What makes Transformers (the “T” in GPT stands for Transformer) so impressive is that they’re able to take text, convert it to these high dimensional spaces, and then find the nearest manifold and move around these manifolds. Transformers take your input, treat it as if it was half of an image, and then complete the other half. Like if you gave Bob half of a map and he drew in the other half.
Infinite Monkey Theorem
If Bob just splashed ink on the page there’s a chance that it could randomly make a shape that would complete the map in a realistic way. But it’s an infinitesimally small probability.
Imagine an old school television set, the kind with rabbit ears. Imagine that the signal is bad and it’s generating white noise. Each pixel is just randomly set to black or white. There’s no reason that the white noise couldn’t randomly generate pixels that show a tree. Or a face. Or even your own face.
But it’s very unlikely.
Geometrically, what you’re saying is that you’re hoping that in the n-dimensional space of images your television could show you (where n is the number of pixels) that you’re hoping that your television randomly selects a point that lies on the manifold of pictures of your face.
There’s that old line about how a million monkeys at a million keyboards would eventually write Shakespeare. But that’s not really true. If you filled the whole universe with billions of monkeys and them all typing from the Big Bang (14 billion years ago) until today, the probability that they would generate Hamlet is near zero.

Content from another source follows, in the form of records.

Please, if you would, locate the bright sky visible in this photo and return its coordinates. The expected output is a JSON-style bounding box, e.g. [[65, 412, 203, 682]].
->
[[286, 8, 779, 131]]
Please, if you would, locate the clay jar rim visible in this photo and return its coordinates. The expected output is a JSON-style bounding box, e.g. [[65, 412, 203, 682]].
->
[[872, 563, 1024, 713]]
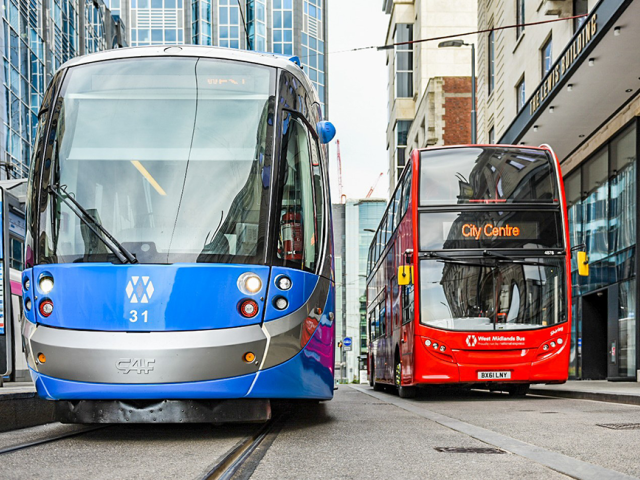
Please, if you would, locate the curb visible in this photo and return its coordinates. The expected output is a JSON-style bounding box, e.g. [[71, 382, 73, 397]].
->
[[0, 392, 55, 432], [529, 388, 640, 406]]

ChatGPT probably could generate Hamlet, or something close. But that still doesn’t mean it’s sentient. Instead ChatGPT is just learning manifolds.
The Geometry of Language
So how do you get language into these manifolds? You can use machine learning to create spaces for words as well. These machine learning models put similar words near each other in these spaces.
You can think of language as a kind of map of the world. Imagine wikipedia as a series of maps of the world. A map that explains what a dog is. What a forest is. Each one of these articles is a point in this wordspace. And ChatGPT has learned manifolds that connect them.
What would the geometry of sentience look like? I think that sentience would include (at a minimum) being able to at least see the world and then make maps based on it, as opposed to simply memorizing other maps without any awareness that they correspond to anything else. Imagine if a robot was able to see video of the world, interact with it, and then generate wikipedia (or Hamlet) based on what it’s observed.